Owen Barfield has been described as “a paradigm-busting Christian thinker”. The author of a new study of his thought believes his radical ideas have never been more relevant
I was once in a group mulling over what we should do to spread the Gospel and boost church numbers. An hour passed, as did various moods, from anxiety to optimism. And then someone said, “But wait. It’s not our mission that matters. It’s God’s mission.”
The thought fell on me like a revelation. We had got the question wrong. What we should be asking is, where is God’s mission happening? And it was only in reading Owen Barfield that I begin to grasp what might be unfolding in our times of church decline.

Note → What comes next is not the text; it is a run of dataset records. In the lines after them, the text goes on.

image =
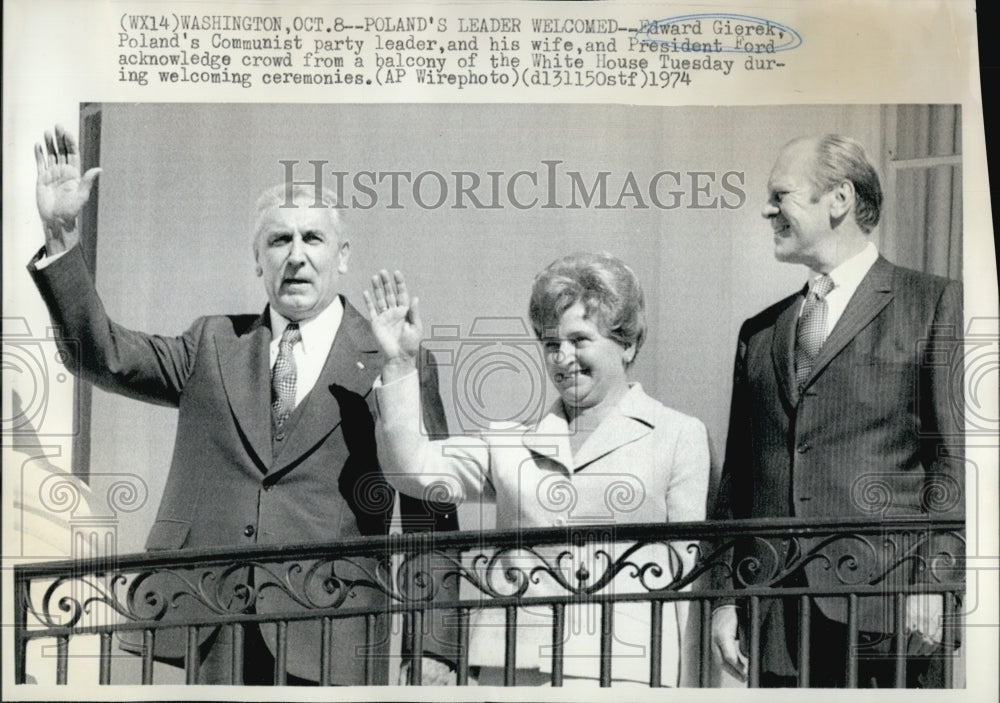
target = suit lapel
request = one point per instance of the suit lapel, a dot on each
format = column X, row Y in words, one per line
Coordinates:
column 873, row 294
column 246, row 371
column 550, row 438
column 782, row 348
column 613, row 433
column 353, row 364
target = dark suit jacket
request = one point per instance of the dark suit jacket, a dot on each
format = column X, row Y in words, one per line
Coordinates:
column 876, row 431
column 230, row 484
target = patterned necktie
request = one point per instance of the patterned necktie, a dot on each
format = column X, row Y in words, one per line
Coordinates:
column 811, row 331
column 283, row 376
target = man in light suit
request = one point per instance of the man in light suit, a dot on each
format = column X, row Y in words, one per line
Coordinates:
column 833, row 393
column 275, row 440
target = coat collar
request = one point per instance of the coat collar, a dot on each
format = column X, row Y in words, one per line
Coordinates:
column 872, row 295
column 633, row 418
column 352, row 364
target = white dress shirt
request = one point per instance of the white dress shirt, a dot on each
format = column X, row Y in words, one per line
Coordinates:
column 311, row 351
column 846, row 279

Barfield was a lesser-known member of the Oxford Inklings group, though C.S. Lewis and J.R.R. Tolkien acknowledged he was the one with the most penetrating ideas. Born in London in 1898, when Queen Victoria was on the throne, he died in 1997. He faced periods of acute depression and major disruptions in his career. Unlike Lewis and Tolkien, he was never employed by Oxford University. At first, it looked as if he would be the Inkling to become a famous writer. He published a mythopoetic story for children, The Silver Trumpet, in 1925, more than a decade before The Hobbit appeared, and his first significant non-fiction book, Poetic Diction, came out in 1928, causing an immediate stir.